Santos Festival of Cycling


By Neil


Adelaide loves a good festival or two. No, really, the City even bills itself as “The Festival City” and they do it very well. The latest extravaganza was the Santos Festival of Cycling. Built around the Santos Tour Down Under, it was an amazing event featuring a cycling tour with a variety of circuits, competitors from around the world and all the heat an Australian summer could throw at it. Even if you aren’t particularly interested in cycling (which would make you a bit of an oddity in Adelaide), it was certainly a festival you wouldn’t want to miss.

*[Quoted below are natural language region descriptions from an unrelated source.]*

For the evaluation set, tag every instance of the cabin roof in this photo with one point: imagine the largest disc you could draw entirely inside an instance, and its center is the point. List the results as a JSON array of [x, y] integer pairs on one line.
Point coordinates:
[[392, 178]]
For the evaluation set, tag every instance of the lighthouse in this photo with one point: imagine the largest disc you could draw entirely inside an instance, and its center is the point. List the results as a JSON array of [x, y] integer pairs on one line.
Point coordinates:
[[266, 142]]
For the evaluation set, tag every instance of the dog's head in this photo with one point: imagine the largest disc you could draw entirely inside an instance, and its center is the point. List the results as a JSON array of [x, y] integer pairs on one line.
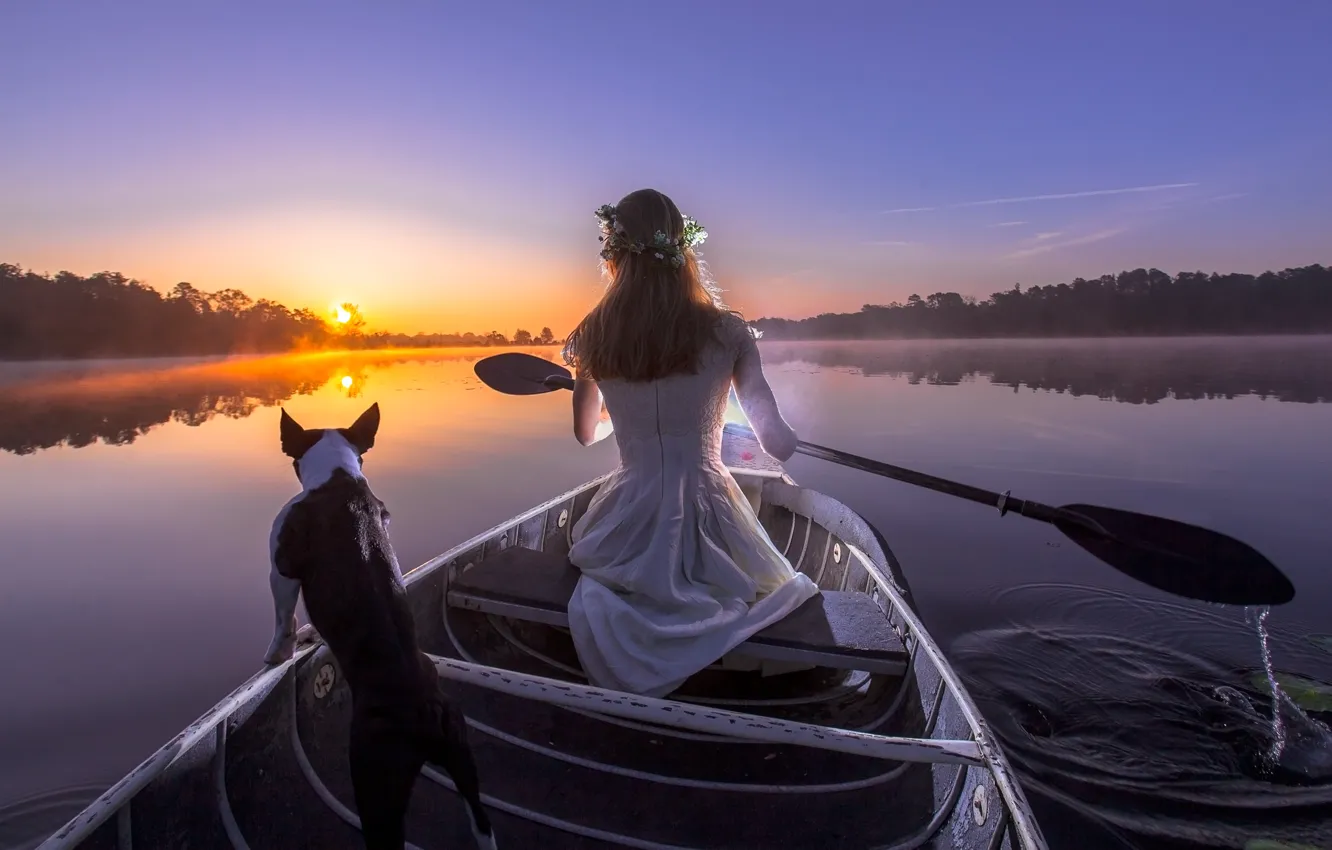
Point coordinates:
[[316, 452]]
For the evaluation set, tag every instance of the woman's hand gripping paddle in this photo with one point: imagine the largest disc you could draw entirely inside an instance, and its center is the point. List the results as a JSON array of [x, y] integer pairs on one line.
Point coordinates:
[[1171, 556]]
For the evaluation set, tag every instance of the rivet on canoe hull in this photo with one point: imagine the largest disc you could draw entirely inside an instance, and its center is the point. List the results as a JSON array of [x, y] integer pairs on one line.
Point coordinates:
[[324, 681]]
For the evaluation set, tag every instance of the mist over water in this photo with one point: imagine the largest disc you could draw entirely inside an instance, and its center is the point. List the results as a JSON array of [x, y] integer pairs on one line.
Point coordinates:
[[136, 497]]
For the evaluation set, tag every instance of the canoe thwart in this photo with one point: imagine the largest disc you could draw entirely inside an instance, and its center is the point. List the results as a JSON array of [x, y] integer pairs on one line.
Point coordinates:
[[841, 630]]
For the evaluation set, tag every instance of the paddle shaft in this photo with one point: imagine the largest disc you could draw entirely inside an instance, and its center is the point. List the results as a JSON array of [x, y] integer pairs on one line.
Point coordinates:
[[1030, 509], [1171, 556], [1002, 501]]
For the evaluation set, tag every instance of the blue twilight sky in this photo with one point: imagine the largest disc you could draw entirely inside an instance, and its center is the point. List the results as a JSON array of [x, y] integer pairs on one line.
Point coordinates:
[[438, 161]]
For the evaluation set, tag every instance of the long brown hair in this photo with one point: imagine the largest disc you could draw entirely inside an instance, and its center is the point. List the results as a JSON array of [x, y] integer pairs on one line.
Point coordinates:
[[654, 317]]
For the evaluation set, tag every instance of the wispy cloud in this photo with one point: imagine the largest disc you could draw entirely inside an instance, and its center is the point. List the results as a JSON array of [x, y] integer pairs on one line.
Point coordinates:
[[1062, 196], [1046, 247]]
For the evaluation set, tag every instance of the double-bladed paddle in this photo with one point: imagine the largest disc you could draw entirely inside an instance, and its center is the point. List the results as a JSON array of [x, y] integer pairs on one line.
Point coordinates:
[[1171, 556]]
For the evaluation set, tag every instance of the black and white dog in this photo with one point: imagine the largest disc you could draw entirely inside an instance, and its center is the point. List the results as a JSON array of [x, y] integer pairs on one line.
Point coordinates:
[[332, 544]]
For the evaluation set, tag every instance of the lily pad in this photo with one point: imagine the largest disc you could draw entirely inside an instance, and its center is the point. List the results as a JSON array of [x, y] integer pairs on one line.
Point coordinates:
[[1310, 694]]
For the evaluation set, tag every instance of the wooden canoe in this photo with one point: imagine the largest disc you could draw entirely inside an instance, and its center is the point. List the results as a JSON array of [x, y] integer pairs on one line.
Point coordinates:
[[841, 726]]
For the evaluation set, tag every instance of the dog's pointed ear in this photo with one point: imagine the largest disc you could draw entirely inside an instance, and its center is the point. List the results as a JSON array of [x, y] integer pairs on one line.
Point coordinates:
[[361, 434], [293, 437]]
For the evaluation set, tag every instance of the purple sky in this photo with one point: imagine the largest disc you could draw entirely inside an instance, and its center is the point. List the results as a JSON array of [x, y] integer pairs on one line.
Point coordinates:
[[440, 161]]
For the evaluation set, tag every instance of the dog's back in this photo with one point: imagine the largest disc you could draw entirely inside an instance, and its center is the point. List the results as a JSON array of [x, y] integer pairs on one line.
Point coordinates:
[[331, 544], [334, 541]]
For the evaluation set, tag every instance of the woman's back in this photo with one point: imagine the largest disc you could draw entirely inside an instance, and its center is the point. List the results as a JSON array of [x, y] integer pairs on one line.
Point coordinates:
[[679, 417], [675, 568]]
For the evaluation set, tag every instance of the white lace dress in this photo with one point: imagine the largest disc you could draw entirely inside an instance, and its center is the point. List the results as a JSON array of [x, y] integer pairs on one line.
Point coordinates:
[[675, 568]]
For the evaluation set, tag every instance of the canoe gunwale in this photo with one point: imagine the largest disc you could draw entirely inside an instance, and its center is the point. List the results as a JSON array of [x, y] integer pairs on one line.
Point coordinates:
[[710, 720], [974, 758], [117, 798], [862, 542]]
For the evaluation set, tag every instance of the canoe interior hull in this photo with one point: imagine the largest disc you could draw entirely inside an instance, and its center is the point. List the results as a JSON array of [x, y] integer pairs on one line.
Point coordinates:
[[272, 769]]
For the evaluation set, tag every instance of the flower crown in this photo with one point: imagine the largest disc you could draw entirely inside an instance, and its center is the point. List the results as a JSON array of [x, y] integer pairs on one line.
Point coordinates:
[[662, 247]]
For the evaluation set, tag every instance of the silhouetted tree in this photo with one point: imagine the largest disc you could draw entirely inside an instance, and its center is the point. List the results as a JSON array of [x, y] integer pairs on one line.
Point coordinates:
[[1138, 303], [108, 315]]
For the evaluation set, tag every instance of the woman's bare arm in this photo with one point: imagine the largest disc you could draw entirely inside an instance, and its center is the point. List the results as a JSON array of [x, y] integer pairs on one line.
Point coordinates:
[[758, 403], [592, 421]]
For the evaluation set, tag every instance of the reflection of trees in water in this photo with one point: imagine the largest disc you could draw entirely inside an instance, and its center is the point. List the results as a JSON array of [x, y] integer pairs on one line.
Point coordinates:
[[1130, 371], [81, 404]]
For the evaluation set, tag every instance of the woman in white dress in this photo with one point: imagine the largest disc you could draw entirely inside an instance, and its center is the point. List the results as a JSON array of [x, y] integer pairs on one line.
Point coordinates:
[[675, 568]]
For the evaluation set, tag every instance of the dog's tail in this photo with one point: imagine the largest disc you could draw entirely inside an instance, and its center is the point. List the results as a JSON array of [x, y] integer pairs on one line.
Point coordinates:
[[453, 753]]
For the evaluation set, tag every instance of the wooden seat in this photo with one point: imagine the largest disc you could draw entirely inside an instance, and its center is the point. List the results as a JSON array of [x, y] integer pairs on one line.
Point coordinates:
[[842, 630]]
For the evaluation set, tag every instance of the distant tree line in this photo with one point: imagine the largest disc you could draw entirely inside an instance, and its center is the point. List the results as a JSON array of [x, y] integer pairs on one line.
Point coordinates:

The festival centres around the Tour Down Under Village which is set up in Victoria Square at the heart of the city centre. It features a twelve-metre-tall inflatable bike, so you don’t mistake it for some other festival village. Here you will find a congregation of bike manufacturers, both local and international, displaying their latest offerings and the opportunity to test ride them—-super cool! If that isn’t your thing, you can hang out and talk to competitors, buy the latest cycling gear or relax in the beer garden and watch the tour on the big screen tv. If that isn’t enough, it gets better. One of the particularly appealing things about the Tour Down Under or TDU in the shortened form, is that the fun is not restricted to the Village and runs both day and night.


One of the challenges to the tour and spectators is that January in Adelaide can get hot—to the tune of 40+ degrees Celsius, so being out during the day can be quite taxing. Fortunately, the festival organizers account for this by hosting tons of fun events in the evening when it is marginally cooler. From Adelaide through the Maclaren Vale and down on to the ocean, communities that host stages of the tour hold celebrations or street fairs in the evenings. This is where we began to realise that Adelaide knows a thing or two about festivals. Although the cycling is the draw, the festival is so much more; it is about bringing the community together and enjoying life. That’s not to say that cycling takes a back seat, because people here are mad keen on it. In fact, during the tour, there was what appeared to be an impromptu race held just across the street from where we live, in the parking garage next door to the pub (which might explain a lot). It was kind of a pop up urban hill climb event. The cheering went on for hours. The popularity of the event really made me think about the attitude of cyclists here as well as their sanity.

Adelaide and its environs are made for cycling and people take full advantage of it. Cycling here is a social activity and you can see evidence of it just about everywhere. Walk past a coffee shop in the morning and you can usually see a couple of cyclists enjoying a quick coffee after an early morning ride. In the evening, it is not uncommon to come across a group dressed in team gear relaxing outside a pub after an evening race or ride. During the Tour, there was a pop up cycling shop just across the street from our apartment where amateur, or pedestrian rides as they are called here, started from. It was amazing to see the numbers of cyclists turning out, but also the range of age and ability of the participants. This to me, represents the secret behind the success of festivals in Adelaide. People here don’t just attend festivals, they really get behind them—all of them. It doesn’t seem to matter what the festival is, people want to be involved. They volunteer, participate, cheer on participants and revel in it all. Where this community spirit comes from, I’m not sure, but we would all love life more if we adopted it. In the meantime, I will just enjoy being part of it and eagerly await the upcoming Fringe Festival. I can hardly wait!